Please appreciate the subtle beauty of the American Catbird.
What’s a catbird, you ask???
Ask my cat. He will tell you. A catbird is:
Easy to catch
Fun to kill
Good to eat.
My cat (meowmeow) knows. He has killed dozens of them over the years. No more, though, if I can help it.
Why would a machinery-driving, Harley-driving, pickup truck owner care about a stupid bird???
Dunno, but the effects that a unique species has sometimes on an attentive human can change one’s life.
I can tell you how, over the years, this bird worked it’s song into my soul, and from there, into my being, and after I first heard the catbird song, I never ever forgot it. Here is the story for you if you have some time...
Meet meowmeow. 8 years old, and very capable of grabbing a bird out of the air seven feet off the ground with a flying leap, twisting through the air like an acrobat.
At first I was amazed. Then I was proud. As my affection for birds grew, my horror at their cruel senseless deaths increased exponentially.
Tonight, I caught on film, the courting ritual of two young lovers, second time this week. Catbirds in heat. Babies soon to follow, unless meowmeow finds its nest.
Evolution condemned them to short lives with their absolutely stupid nest locations- in scrubby brush close to the ground. Why, sweet lord, did you design them in this manner?

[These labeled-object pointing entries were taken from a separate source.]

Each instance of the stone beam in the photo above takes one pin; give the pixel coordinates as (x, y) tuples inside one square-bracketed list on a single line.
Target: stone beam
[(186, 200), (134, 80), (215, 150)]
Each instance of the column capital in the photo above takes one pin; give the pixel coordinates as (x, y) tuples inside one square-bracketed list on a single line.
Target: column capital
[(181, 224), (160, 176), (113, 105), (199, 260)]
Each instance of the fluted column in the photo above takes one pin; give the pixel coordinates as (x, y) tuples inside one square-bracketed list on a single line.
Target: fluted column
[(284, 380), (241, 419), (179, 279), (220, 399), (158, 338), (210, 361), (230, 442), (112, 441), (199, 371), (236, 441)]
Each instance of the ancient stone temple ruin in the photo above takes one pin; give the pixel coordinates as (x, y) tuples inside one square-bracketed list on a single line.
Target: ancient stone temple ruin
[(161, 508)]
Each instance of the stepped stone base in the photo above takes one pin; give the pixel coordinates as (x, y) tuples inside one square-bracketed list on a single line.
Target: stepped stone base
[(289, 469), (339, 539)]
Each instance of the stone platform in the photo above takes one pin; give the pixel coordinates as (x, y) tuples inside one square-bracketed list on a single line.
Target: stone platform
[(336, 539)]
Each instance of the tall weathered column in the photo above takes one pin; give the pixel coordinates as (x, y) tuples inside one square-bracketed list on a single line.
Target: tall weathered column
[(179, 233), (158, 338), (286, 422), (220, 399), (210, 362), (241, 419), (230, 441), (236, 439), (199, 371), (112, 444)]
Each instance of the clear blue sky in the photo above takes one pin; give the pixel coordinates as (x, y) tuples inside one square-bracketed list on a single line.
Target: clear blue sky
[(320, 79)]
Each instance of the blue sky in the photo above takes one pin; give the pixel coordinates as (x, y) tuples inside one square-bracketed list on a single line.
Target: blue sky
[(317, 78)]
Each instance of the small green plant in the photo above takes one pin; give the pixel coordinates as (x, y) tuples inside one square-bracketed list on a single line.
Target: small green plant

Couple-a years ago, when I was sawing wood after work, I stopped every half an hour or so to refuel and sharpen the chainsaw. When I did this, there was silence except for this sexy, half hour long songbird song high up in a tree.
I put the video on Facebook and asked if anyone knew what that bird was. The next day a lady identified it as a catbird. That’s the beginning of my story.
I wrote on that Facebook post how the bird sounded like a little old lady gossiping. It’s long song was unique, almost like a human dissertation on the foibles of politicians during crises that affect nations great and small. Coulda been about how the mailman disappeared into the neighbors house and came out 45 minutes later zipping up. That bird’s song was loud, It had words. It possessed numerous unique inflections that were deep and varied, exploring the depths of sound and tone. .........and language? Why does mankind always attempt to elevate above all other species? Why do we think we are the only ones with a language.
Most birds repeat their songs over and over, but
NOT THE CATBIRD. Each song is a different entry into it’s album of life, recapping the days events for all to hear who understand its language, as well as for those who do not.
This realization that there was more to this bird species than a good meal for my cat dawned upon me, and ever since, I have noticed how little I actually know about my environment.
Last year, in the spring, I heard that song again at home and whipped out my phone and took this video:
When I took this video I wanted to get closer yet didn’t want to scare the bird away. I could actually see this bird as it sang, how often does that happen? Never.
When that lady identified the catbird, I was happy that I then knew 7 bird songs:
barn swallow (they no longer live at the nursery)
Wow. I can identify a whopping seven birds by their songs. How many live in Connecticut, five hundred species of birds? And I know seven by song?
Meowmeow now spends all daylight hours INSIDE. No excuses ever. If he gets out, I sneak up on him and re-incarcerate. I only let him out at night when it’s completely dark and no more bird songs. Safe in their nests hopefully. I now get up earlier and earlier to get him back in before he kills more at dawn.
I’m on the second year of his unwilling incarceration and I’m sticking to my guns despite the wailings of my son who claims “he is just doing what comes naturally!”
Last spring I actually caught a catbird caught by meowmeow and tried to save it from its injuries. I rammed the cat inside and carefully placed the almost-dead catbird in a coffee cup to cradle it upright, and left it there for hours. I never saw it fly away nor drop dead, and I searched for its body but couldn’t find it. The pessimist in me feels it died and fell inconspicuously into the leaves below the grill. The realist in me knows it died. I never wish to go through that ever again.
Avondale redbud lit by early sun on my way to work this morning. I drove past it, got to the mailbox, slammed it into reverse and snapped this picture as I thought-
“I’ll never ever see this moment in time ever again”
If there ever were a good example of realizing that moments in time are fast-fleeting and unique to that particular one moment, this is it.
And if there were ever a moment in time to STOP YOUR LIFE and review how it’s being lived, this is it. There IS a silver lining to this epidemic (even as we all worry about dying), and it is the silence and peace that the lockdown has afforded us.
In the morning, because there are no cars making so much noise, I can hear birds. BIRDS!!! Thousands of them, or at least dozens that sound like thousands. I see bluer skies with no contrails. I drive less, sometimes not at all some days. Gas lasts forever now in the tank. I don’t spend money.
There’s less stress at work. People seem more considerate.